Showing posts with label Dt.24. Show all posts
Showing posts with label Dt.24. Show all posts

15 September 2017

The wealthy, their crimes, and their coming judgment.

James 5.1-8.

This next bit of James was directed to the specific people of James’s day.

Problem is, not every Christian has understood this. You know how we humans are; we wanna make everything about us. So we’ve looked at this passage and tried to figure out how it applies to us and the people of our day. Especially the people of our day, since rebuke and judgment are involved: We definitely want those bits to apply to other people.

Since James dropped a reference or two to Jesus’s second coming—an event which’ll take place at any time, a belief Christians have held since the beginning, and even Jesus’s first apostles watched out for it, as Jesus instructed—historically we’ve interpreted this bit as an End Times reference. It’s not really. In the New Testament, “the last days” doesn’t refer to the End Times, but the Christian Era. Ac 2.17, He 1.2 The “first days” were before Christ; the “last days” are after God’s kingdom has come near. As historians call ’em, BC and CE. And in these last days, we’re to live like the kingdom’s arrived—not like it hasn’t, and never will.

So when James rebuked the people of his church for living the same old lifestyle during “the last days,” he meant they weren’t acting as King Jesus’s followers should. Whether today or during the End Times. That should be our takeaway as well: If you’re wealthy, do try not to behave like these people.

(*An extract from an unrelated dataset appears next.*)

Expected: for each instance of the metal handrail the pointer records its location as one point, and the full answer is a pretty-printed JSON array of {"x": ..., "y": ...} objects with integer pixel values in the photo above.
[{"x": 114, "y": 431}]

And do try not to read this passage through your End Times filter. Read it for what it says.

James 5.1-8 KWL
1 Come now, wealthy Christians: Lament loudly about the sufferings which you’re going through.
2 Your wealth has decayed. Your clothes became moth-eaten.
3 Your gold and silver have tarnished. Their poison will be your testimony:
It’ll eat your flesh like fire. You stockpiled for the last days.
4 Look at the wages of the workers who reap your fields—withheld by you, so they cry out.
The reapers’ roar has entered the ear of the Lord of War.
5 You all lived comfortably, luxuriously, on the earth. You fed your hearts on the day of slaughter.
6 You all condemned, murdered the Righteous One, who doesn’t resist you.
7 So be patient, fellow Christians, till the Master’s second coming.
Look, the farmer awaits the land’s precious fruit,
patient about it till they can get early- and late-season rain.
8 Be patient yourselves as well. Strengthen your minds:
The Master’s second coming has come near.

Okay. In James’s day, the wealthy Christians in his community were suffering. In part because their wealth had come to nothing. And more suffering was coming—because they’d ethisavrísate/“accumulated wealth” (KJV “laid up treasure”) instead of doing what they were supposed to be doing with it: They weren’t paying their employees.

Some people use this verse to knock the rich in general; to promote a little class welfare. This isn’t about all the wealthy; it’s not James knocking the rich for being rich. James got on their case because their workers were suffering, and crying out to God. So this is a prophecy from James, who’d been told by the Holy Spirit why the wealthy in his church were losing their money: God was judging them for their evil.

Yes, evil. It’s against God’s Law to not pay your employees. In fact the Law stipulates we have to pay ’em the same day they worked. None of this saving up till payday, like we do nowadays.

Deuteronomy 24.14-15 KWL
14 Don’t tyrannize needy and poor employees,
whether relatives, or foreigners who live in your land or within your gates.
15 Give their wages that day. Don’t let the sun come down on them first.
For they’re poor. They carry their soul in their hands.
Don’t let them call the LORD about you, and let it be sin upon you.

The unpaid reapers Jm 5.4 had told God on their bosses. This triggered Kyríu Savaóth—which is a half-translation, half-transliteration of YHWH Chevaót/“the LORD of Armies” (KJV “LORD of hosts”), our God when he’s about to do battle. These people’s ruin was God’s judgment on their misdeeds.

In that day. Not in the End Times. God isn’t always gonna wait till the End to open up a can of whup-ass. The cycle of history happens over and over again for this very reason.

Hence if the wealthy exploit the poor in this generation, there’s every chance God may take away their wealth again. It may not be the End Times… but it’ll definitely feel like the End Times for these people.